At its best, Mountain Laurel leaves are a glossy green. If planted in too much sun, however, entire leaves can become somewhat yellowish in winter. If the leaf veins remain green but the rest of the leaf turns yellow, this is a sign of chlorosis, a lack of chlorophyll in the leaves caused by high pH soil. Kalmias, like most heath family members, want acid soil. This is not usually a problem in our area, but if you have any doubts, run a soil test to determine the pH. It should be no higher than 6.0. You’re most likely to have a higher pH around fresh mortar in building foundations, so planting a Mountain Laurel right by your house might not be the best idea.
Various fungal diseases can produce spots on the foliage of Mountain Laurels, both in the wild and in gardens. Aside from using nasty fungicides for control—not recommended—good horticultural practices are the best way to head off problems.
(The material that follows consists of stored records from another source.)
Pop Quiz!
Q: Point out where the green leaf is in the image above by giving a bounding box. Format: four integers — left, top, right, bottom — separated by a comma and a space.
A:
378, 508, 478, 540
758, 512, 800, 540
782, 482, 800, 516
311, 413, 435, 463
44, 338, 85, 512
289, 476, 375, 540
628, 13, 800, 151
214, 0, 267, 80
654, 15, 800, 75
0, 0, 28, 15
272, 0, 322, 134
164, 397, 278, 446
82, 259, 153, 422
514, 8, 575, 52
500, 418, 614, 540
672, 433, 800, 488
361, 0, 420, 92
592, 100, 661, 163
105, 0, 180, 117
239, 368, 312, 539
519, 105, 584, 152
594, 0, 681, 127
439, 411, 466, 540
Good air circulation is important to warding off fungal diseases, and this is a tricky balancing act. You want your plant in a place where it’s not crowded by other shrubs, and the air is free to move, but you don’t want it exposed to excessively drying winds. High overhead shade is best, especially from late morning through afternoon. Too much moisture on the leaf surfaces can promote fungal growth; on the other hand, you do want the plant’s roots to receive adequate moisture. Once again, a balancing act.
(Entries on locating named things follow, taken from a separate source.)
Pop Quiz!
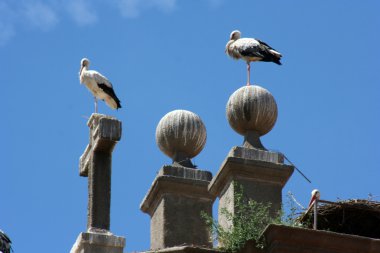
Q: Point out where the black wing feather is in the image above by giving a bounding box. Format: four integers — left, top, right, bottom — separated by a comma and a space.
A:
240, 39, 281, 65
98, 83, 121, 109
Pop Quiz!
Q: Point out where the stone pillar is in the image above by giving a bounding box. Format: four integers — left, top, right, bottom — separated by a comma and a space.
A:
140, 165, 214, 250
140, 110, 213, 250
70, 232, 125, 253
209, 86, 294, 230
71, 114, 125, 253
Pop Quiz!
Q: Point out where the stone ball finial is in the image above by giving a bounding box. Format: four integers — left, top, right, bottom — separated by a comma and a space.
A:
226, 85, 277, 148
156, 110, 207, 166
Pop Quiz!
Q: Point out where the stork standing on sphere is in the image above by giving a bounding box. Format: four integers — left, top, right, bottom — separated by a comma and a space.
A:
79, 58, 121, 113
308, 189, 321, 207
225, 30, 282, 85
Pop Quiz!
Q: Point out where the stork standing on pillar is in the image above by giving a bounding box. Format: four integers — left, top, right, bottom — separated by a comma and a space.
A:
0, 229, 13, 253
79, 58, 121, 113
308, 189, 321, 207
225, 30, 282, 85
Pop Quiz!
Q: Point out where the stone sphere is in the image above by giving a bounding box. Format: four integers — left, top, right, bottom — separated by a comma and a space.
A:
156, 110, 207, 158
226, 85, 277, 136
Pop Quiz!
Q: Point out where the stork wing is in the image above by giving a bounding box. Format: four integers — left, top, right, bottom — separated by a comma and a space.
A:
86, 70, 112, 89
234, 38, 266, 58
256, 39, 282, 57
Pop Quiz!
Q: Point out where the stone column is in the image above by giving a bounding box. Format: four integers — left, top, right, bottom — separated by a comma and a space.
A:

Indeed, Mountain Laurel has been referred to as a “finicky” plant by one authority. To a certain degree, this gives lie to such truisms as, “Native plants are tough survivors. Lower maintenance, lower water needs, etc.” Any plant needs to be in the right place. You may see Mountain Laurel growing in many places in the wild locally, but there are many places you will not see it. In addition to the cultural caveats given above, good drainage is key to successfully growing these shrubs. A moist, north-or east-facing slope would be ideal.
But what if you want to try growing Mountain Laurel in less than ideal conditions? I’ve heard a couple of different strategies to address the drainage issue. One is to plant on top of the ground, presumably scratching up the soil surface first. Then you pile pine bark around the root ball. This would certainly give you the desired drainage, but I would worry about the plant drying out quickly. Frequent watering would be indicated, especially in the first year. A similar, but less radical, strategy, involves planting high, with about half the root ball above the ground. The planting hole should be wide and amended with pine bark or a similar material; then, more pine bark is placed around the root ball as in the first example.
A note of caution about Mountain Laurel and the other Kalmias: they are poisonous to livestock and humans, evidenced by such common names as Sheep-Kill and Lamb-Kill. Enjoy them, but don’t plant where critters can munch.